Colorado insurance commissioner blames Trump administration for uncertainty, 27% rate hike requests
DENVER – Colorado’s insurance commissioner is blaming the Trump administration for playing games with the health care market and saying it is causing instability in the insurance marketplace that might be to blame for large premium hike requests for operators in the state for 2018.
The Colorado Division of Insurance on Friday released the premium rate request hikes for individual and small group markets operating on Colorado’s health insurance exchange, Connect for Health Colorado, for 2018.
The average request hike for all plans across the state on the individual market is 27 percent, and the small group market average premium request across all the companies planning to offer plans next year is 7.5 percent.
Premiums went up 20 percent this year on the individual market, so the 27 percent hike request across all plans in the state would be an increase over this year’s hike.
Colorado Insurance Commissioner Marguerite Salazar says that the high hikes are a product of uncertainty for insurers in the marketplaces.
“It remains pivotal that the Trump administration stops using people’s access to health care as a bargaining chip and commits to funding the Cost-Sharing Reductions in 2018,” Salazar said.
“These premium increases are not a surprise,” she continued. “I believe that the dubious situation at the federal level has contributed to the premium increase requests we’ve seen from the companies.”
Those sentiments were shared by the Colorado Consumer Health Initiative.
“The signs that the market was stabilizing should encourage Congress to improve the Affordable Care Act, not repeal it.

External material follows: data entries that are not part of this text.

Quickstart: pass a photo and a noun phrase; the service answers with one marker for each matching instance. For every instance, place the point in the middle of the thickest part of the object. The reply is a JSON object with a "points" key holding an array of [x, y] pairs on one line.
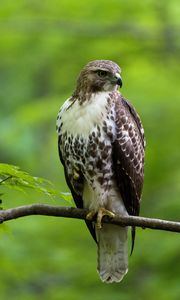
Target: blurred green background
{"points": [[43, 46]]}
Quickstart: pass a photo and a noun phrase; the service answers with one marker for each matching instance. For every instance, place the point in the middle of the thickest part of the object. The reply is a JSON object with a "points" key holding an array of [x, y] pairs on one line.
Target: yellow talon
{"points": [[100, 214], [91, 215], [75, 175]]}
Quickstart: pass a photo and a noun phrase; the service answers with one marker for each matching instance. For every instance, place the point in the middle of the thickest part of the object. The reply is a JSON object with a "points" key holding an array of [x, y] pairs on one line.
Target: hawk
{"points": [[101, 146]]}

If the Senate bill passes, Coloradans will see tax credits decrease, seniors charged more, and more rate increases,” said CCHI’s Adam Fox. “We believe insurers should be working with providers to improve quality and keep coverage affordable by addressing the underlying health care costs instead of responding to the chaos created by Congress and this Administration.”
The requests will now be open to public comment through Aug. 4, and the Division of Insurance will continue reviewing the plans to be sure the requests made by insurance companies are in line with the rules laid out under the state exchange operating under the Affordable Care Act.
In that review, the division will be sure that the premiums will be enough for insurers to pay patient’s claims, whether the requests are justified or not, and whether the plans meet the tiered requirements under the state marketplace.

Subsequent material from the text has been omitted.